Adam Smith and the U.S. Constitution were in these important respects Rand’s nemesis, as much in need of defeat as Marx and Soviet communism. Rand inveighed heavily against socialist collectivism, to be sure, but she equally opposed liberal capitalism of the Smithian, traditional American variety, in its devotion to the public good, its carving out of a limited but still important role for government, its awareness of capitalism’s shortcomings and its lingering respect for such counter-capitalistic virtues as benevolence and compassion.
Likewise, though Rand claimed to be indebted to Aristotle, her philosophic approach, as dramatized in Atlas Shrugged, in fact rejected classical rationalism’s sense of natural limits. Rand was accordingly not a hero of the early conservative movement any more than of the New York Times. Her books were pilloried in the pages of William F. Buckley’s National Review, most famously by Whittaker Chambers. Such conservative critics were perhaps more troubled by her anti-Christian, neo-Nietzschean stance than by her rejection of Adam Smith, but these two aspects of her thought were not unrelated insofar as both religion and Smithian economics became supports of the emerging bourgeois order. And Rand clearly had no influence on neoconservatives who sought to return to a more Smithian approach to political economy. (Why Ayn Rand began to receive a more respectful hearing in the pages of National Review as the magazine and the movement “grew up” is an interesting question that cannot detain us here.)

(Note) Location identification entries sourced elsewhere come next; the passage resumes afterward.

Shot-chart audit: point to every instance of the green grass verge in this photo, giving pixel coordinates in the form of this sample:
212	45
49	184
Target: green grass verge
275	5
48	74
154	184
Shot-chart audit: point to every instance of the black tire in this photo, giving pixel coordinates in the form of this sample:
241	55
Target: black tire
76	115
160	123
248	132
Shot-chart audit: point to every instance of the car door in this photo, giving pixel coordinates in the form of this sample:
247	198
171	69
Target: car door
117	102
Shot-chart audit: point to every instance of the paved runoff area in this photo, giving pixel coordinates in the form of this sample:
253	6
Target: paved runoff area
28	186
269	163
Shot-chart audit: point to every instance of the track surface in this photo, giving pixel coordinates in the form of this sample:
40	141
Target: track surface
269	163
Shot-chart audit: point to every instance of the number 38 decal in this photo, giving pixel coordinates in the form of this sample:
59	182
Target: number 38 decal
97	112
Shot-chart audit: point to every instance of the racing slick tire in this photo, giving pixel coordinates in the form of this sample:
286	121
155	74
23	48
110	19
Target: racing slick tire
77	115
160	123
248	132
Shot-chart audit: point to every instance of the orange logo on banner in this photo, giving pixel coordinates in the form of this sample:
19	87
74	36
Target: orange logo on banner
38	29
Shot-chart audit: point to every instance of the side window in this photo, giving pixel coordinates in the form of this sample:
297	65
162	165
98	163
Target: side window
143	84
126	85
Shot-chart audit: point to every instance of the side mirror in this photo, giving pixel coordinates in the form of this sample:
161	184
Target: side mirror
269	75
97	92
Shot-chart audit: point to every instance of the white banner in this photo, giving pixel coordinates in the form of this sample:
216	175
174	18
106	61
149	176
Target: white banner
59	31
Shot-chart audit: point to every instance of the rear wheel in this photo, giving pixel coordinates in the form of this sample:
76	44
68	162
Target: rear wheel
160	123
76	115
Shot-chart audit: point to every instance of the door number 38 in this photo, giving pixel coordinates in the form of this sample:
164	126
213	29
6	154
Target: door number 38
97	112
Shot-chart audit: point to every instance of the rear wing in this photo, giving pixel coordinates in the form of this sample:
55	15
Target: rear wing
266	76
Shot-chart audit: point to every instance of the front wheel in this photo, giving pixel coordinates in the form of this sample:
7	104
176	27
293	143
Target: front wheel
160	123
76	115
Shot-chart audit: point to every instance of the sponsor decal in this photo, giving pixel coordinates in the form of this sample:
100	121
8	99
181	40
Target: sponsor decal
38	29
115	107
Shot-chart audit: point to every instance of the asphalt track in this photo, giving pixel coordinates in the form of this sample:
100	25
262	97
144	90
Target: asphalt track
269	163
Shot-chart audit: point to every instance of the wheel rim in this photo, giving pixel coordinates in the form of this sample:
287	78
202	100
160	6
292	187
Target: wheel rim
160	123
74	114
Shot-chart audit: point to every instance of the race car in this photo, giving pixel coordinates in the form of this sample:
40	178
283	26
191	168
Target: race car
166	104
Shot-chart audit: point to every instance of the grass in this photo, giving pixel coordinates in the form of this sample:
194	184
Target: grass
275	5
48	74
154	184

In truth, Rand belongs less to any ideological persuasion than to America’s popular culture. Through her novels she contributed to creating an ethos that justified what critics and defenders alike came to describe in the last decades of the 20th century as America’s “cowboy capitalism.” It is the sort of capitalism that enshrines America’s Wall Street magnates as “masters of the universe” while loudly proclaiming that “greed is good”, that leads our business class to believe itself exempt from public responsibility, and that persuades some that since markets are good they will always regulate themselves. The ideology that facilitated this drift—Ayn Rand’s ideology—is arguably not capitalistic per se; rather, it is at bottom some species of hyper-individualism. As Rand herself wrote in 1971 in the Objectivist, “I am not primarily an advocate of capitalism, but of egoism . . . .”
It is impossible to say whether Smith’s liberal capitalism, with its sober expectations, its defense of the public interest, and its regard for such older virtues as benevolence, could have avoided the present economic hurricane. Perhaps not. What does seem likely is that such an approach to political economy would have weathered the storm better, or perhaps produced less windy weather in the first place.